No instante em que o avião tocou o asfalto do aeroporto, Ignácio sabia que deveria trazer toda a experiência adquirida nos anos entre as entidades das piores espécies e agentes dúbios, preparados para lhe jogar aos chacais quando necessário. Danijel e sua nova aquisição, Thymea, serviriam para este propósito: inibir qualquer xadrez imaginário feito pelas pessoas que o contrataram.

Desceram na noite fria de um centro urbano que poderia trazer surpresas aos desavisados: pelo que afirmavam da Guatemala, parecia um quintal mexicano desorganizado. Ainda assim, a cidade que servia de centro político e econômico tinha um ar mais nobre do que os rumores. Nem parecia o país que servia de passagem para imigrantes ilegais que visavam o Norte desenvolvido.

Ajeitou seus óculos, abotoou a gola da camisasocial branca, vestiu o blazer vinho para se aquecer e fitou o horizonte. Quando voltou a si, estranhou a garota de vestido praiano não sentir frio. Talvez fosse nativa de cidades ou países frios,ele deu de ombros. Viu Danijel dirigindo-se claramente ao check-in, quase correndo para buscar as malas.

Os procedimentos e conversa fiada com o segurança não demoraram mais do que vinte minutos e logo estavam em um sedan alugado de uma marca bastante comum da região. Dirigindo, ele preferiu absorver os principais pontos do lugar e seguir o GPS até o hotel onde havia feito sua reserva. Não via a hora de tomar uma ducha e ver uma série na televisão antes de cair no sono.

Tinha outros planos para aquela noite, no entanto.

Estacionando na entrada do hotel, ele se virou para o banco do carona onde Danijel já trabalhava em seu laptop, mapeando alguma coisa.

— Registre nossa chegada e alugue um quarto para nossa acompanhante... — Ignácio retirou da carteira um cartão corporativo. — E a faça comprar roupas novas que não destaquem muito na multidão.

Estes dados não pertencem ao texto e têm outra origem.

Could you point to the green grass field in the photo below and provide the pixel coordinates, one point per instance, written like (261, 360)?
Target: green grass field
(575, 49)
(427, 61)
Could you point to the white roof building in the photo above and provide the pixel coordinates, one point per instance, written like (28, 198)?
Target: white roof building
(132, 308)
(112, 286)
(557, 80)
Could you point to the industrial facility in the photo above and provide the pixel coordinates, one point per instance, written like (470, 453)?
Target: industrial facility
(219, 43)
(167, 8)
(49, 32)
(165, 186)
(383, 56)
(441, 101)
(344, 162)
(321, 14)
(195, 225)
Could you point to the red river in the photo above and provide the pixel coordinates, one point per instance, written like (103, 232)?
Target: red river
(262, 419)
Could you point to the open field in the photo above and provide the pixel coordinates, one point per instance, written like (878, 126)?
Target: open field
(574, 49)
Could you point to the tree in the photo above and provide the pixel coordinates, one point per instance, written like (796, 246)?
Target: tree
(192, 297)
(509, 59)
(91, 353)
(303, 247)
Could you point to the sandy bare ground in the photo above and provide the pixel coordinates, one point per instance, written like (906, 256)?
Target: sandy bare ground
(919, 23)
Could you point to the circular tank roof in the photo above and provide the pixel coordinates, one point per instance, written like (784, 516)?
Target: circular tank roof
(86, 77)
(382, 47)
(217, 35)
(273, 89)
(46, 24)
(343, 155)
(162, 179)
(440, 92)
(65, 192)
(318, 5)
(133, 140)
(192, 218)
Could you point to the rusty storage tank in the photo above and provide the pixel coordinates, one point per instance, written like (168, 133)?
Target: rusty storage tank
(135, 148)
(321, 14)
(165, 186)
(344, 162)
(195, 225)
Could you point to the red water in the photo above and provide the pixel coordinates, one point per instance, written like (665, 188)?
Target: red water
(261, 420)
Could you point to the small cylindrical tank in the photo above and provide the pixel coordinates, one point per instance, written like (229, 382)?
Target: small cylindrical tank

— Eu preferia ficar no meu quarto, já preparando...

— E eu preferia dormir, mas eu tenho outras coisas para fazer. — O homem bronzeado, fruto de diversos trabalhos em locais ensolarados, apertou as mãos no volante, antes de fitar novamente a garota loira que os acompanhou. — Vejo-os mais tarde.

Claramente dispensados, Thymea anuiu para ninguém em particular e saiu do carro. Parou no meio da calçada e olhou para cima. Teria assoviado se soubesse.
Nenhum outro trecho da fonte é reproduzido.